Another room of the Museum, Atomic Odyssey, brings the world of atoms, reactions, and radiation to adults and STEM students alike. The exhibits, many hands-on, include “Elemental People” who created new elements of the Periodic Table. There are also some off-beat nuclear efforts like a cargo ship and the Ford Nucleon, meant to be powered by a small atomic reactor.
The museum is packed with “atomic age” relics. These include bombs, rockets, drill bits used for underground tests, Geiger counters and Native American artifacts from the original desert inhabitants. There are also Pop Culture atomic-themed toys, films, comics, music and games.
Post-World War II atomic tests were held in the Pacific, most famously at Bikini Atoll. (Yes, the bikini was named after the atomic blasts there.) But in December 1950, President Harry Truman designated a 680-square mile area of the Nellis Air Force Gunnery and Bombing Range as the Nevada Proving Grounds, later the Nuclear Test Site.
The Nevada desert was chosen due to its large, government-controlled geographic area, ideal wind patterns, and low population density. Testing was considered safer there as fallout from atmospheric weapons tests would be carried away from populated areas by the wind. (Hence the term “downwinders” for farmers, Native Americans, and other affected by “downwind” radiation.) The Nevada Test Site was the site of 928 nuclear tests from 1951 to 1992.
One room at the Museum features a family of all-American mannequins dressed in J.C. Penney outfits. A house like this was installed on the bombing range to test the destructive power of atomic weapons on civilians. Harrison Ford has a creepy encounter with such mannequins in “Doom Town,” in “Indiana Jones and the Kingdom of the Crystal Skull.”

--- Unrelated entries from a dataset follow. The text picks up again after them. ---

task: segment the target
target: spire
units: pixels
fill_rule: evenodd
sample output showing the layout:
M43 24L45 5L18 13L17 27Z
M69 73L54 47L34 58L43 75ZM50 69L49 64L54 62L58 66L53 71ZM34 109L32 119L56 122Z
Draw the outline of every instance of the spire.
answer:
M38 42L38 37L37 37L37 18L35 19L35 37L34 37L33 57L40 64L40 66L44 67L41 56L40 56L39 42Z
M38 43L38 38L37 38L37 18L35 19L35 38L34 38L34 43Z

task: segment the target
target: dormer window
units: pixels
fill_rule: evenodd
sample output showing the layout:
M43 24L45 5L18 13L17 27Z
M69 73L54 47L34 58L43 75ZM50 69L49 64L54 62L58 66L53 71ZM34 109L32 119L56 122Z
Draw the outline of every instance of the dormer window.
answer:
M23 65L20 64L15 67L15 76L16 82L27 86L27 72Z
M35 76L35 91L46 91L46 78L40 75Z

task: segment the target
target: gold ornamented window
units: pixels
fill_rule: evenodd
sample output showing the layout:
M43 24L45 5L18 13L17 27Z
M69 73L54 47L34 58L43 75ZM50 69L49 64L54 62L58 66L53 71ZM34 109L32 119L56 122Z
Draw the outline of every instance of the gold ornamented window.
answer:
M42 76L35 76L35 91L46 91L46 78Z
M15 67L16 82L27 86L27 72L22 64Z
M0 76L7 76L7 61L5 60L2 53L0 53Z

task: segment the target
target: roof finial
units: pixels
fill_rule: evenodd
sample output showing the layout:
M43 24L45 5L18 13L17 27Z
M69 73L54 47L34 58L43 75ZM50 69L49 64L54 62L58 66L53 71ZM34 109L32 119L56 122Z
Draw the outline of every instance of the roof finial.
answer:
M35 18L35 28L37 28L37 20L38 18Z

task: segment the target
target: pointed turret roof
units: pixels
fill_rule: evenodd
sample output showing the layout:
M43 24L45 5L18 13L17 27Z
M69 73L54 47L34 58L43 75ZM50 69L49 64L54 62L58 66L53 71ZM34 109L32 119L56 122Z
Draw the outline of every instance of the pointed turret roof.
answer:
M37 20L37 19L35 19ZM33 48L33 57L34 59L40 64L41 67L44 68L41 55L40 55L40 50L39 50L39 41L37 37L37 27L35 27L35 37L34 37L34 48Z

Nonetheless, Las Vegans proudly called their town “Atomic City,” a title used U2 in their video to promote their residency at the Las Vegas Sphere.
The test site was 65 miles from Las Vegas, but the mushroom clouds could be seen up to 100 miles away. Naturally, Las Vegas capitalized on this phenomenon.
After the first atmospheric test on January 27, 1951, the Las Vegas Chamber of Commerce cranked out press releases calling the Nevada testing site a new Sin City attraction. The Chamber even put out a calendar listing the times of upcoming detonations and where to see them. Ultimately 100 atmospheric tests took place.
The Sky Room at the Desert Inn, with a panoramic view of the desert and sky, was a favorite watch spot, as was the roof of Atomic Liquors downtown. Politicians and celebrities on VIP seating watched the blasts , while ordinary tourists packed “atomic box lunches” and had picnics as close to ground zero as they could get. Las Vegas businesses held “Dawn Bomb Parties” starting at midnight, where guests were said to drink and sing until the flash of the bomb lit up the dark sky.
Typical of the era was a model known as Miss Atomic Bomb 1957. Photographers were doing a shoot. The unknown model had cotton cut into the shape of a mushroom cloud pinned to her bathing suit. The Museum currently has a room dedicated to Miss Atomic Bomb and one man’s 25-year quest to discover her true identity. Guests can pose with Miss Atomic Bomb or “become” her, with two cutouts.
The outdoor explosion show ended in 1963, with increasing awareness of the impact of nuclear fallout. The Limited Test Ban treaty which forbade testing of nuclear weapons in the atmosphere, in space, and underwater was signed by the U.S., the Soviet Union and the UK.
The Museum has U.S. and Soviet flags from a joint nuclear monitoring mission in 1989. When Russian scientists were taken shopping at a Las Vegas grocery story, they refused to shop as they thought all the abundance was U.S. propaganda. So they were taken to a second store where they finally accepted American capitalist reality.